People have long announced that they have found it harder to both get to sleep and remain asleep during a full moon. While it was never clear whether our difficulty sleeping during a full moon was just a figment of our imagination or it really did wreak havoc on our sleep quality, scientists now claim the latter may just be the case.
Lunar Phase Sleep Study
In testing 33 men and women, all healthy and between the ages of 20 and 74, the researchers conclude that there is a link between our sleep patterns and the lunar cycle.
One of the most interesting findings of the study reveals that a substantial rise in sleep disruption occurs around the time of the full moon phase of the lunar cycle. The researchers found that total sleep and delta sleep — the later of which represents the deepest sleep in our nightly sleep phases — reached their lowest level during a full moon. Melatonin levels were also found to be at their lowest levels during a full moon.

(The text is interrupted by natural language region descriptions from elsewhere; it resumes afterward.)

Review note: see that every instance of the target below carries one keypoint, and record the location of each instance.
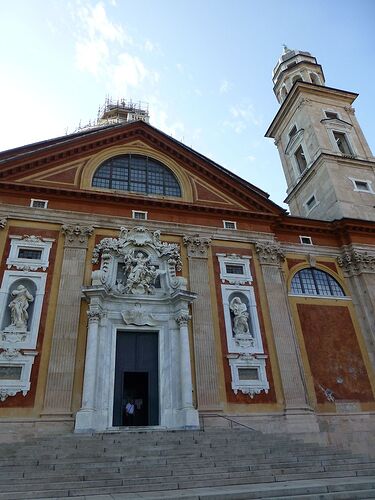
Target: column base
(188, 418)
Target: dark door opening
(136, 392)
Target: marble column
(359, 269)
(207, 373)
(58, 396)
(185, 366)
(270, 257)
(85, 416)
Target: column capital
(95, 315)
(197, 246)
(269, 253)
(355, 262)
(76, 236)
(182, 317)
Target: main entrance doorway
(136, 392)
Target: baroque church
(138, 274)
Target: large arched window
(313, 281)
(138, 174)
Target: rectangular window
(342, 143)
(234, 269)
(10, 372)
(293, 132)
(306, 240)
(362, 186)
(137, 214)
(27, 253)
(228, 224)
(331, 115)
(38, 203)
(301, 160)
(248, 374)
(311, 202)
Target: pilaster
(207, 375)
(271, 257)
(358, 266)
(60, 376)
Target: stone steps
(176, 463)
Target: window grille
(313, 281)
(138, 174)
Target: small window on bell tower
(301, 159)
(342, 143)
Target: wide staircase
(215, 464)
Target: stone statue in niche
(18, 308)
(141, 274)
(241, 328)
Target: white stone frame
(304, 242)
(237, 346)
(338, 125)
(237, 260)
(355, 188)
(29, 243)
(13, 357)
(38, 199)
(22, 340)
(234, 228)
(139, 212)
(250, 387)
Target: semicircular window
(137, 174)
(313, 281)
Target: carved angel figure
(142, 274)
(18, 307)
(240, 321)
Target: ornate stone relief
(144, 258)
(137, 315)
(243, 335)
(350, 110)
(269, 253)
(197, 246)
(76, 235)
(138, 288)
(182, 318)
(355, 262)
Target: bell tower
(328, 165)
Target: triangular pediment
(67, 163)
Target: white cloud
(95, 23)
(241, 116)
(224, 87)
(91, 55)
(128, 72)
(149, 46)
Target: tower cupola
(294, 66)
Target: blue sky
(203, 66)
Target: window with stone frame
(342, 143)
(299, 155)
(312, 281)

“The lunar cycle seems to influence human sleep, even when one does not see the moon and is not aware of the actual moon phase,” chronobiologist and sleep researcher Christian Cajochen at the Psychiatric Hospital of the University of Basel in Switzerland said.
In particular, the findings revealed the time around the full moon resulted in:
- participants taking an increased time to fall asleep by 5 minutes.
- participants spending 30 percent less time in the deepest phase of sleep.
- EEG scans displaying reduced slow wave sleep (deep sleep) when the full moon was in effect.
- participants sleeping 20 minutes less on nights with a full moon.
- participants revealing they felt they had their lowest quality of sleep during the full moon phase.
All study participants were deemed to be without both psychiatric conditions and medical conditions. All were screened for sleep disorders and sleep quality; all were considered to be good sleepers. None took any sort of medications.
All testing was done in circadian sleep study in a controlled environment in a sleep lab. The results of the study were published in the journal Current Biology.
Why Do You Sleep Badly During a Full Moon?
Researchers suggest that we may have an internal biological rhythm that is connected to the moon’s 29.5 days cycle. While we have so much more to understand about how sleep works, this study provides fascinating insight into the role the moon may play in our sleep.
So, if you are having a bad night’s sleep, now you can blame it on the moon. Of course, only when it is full.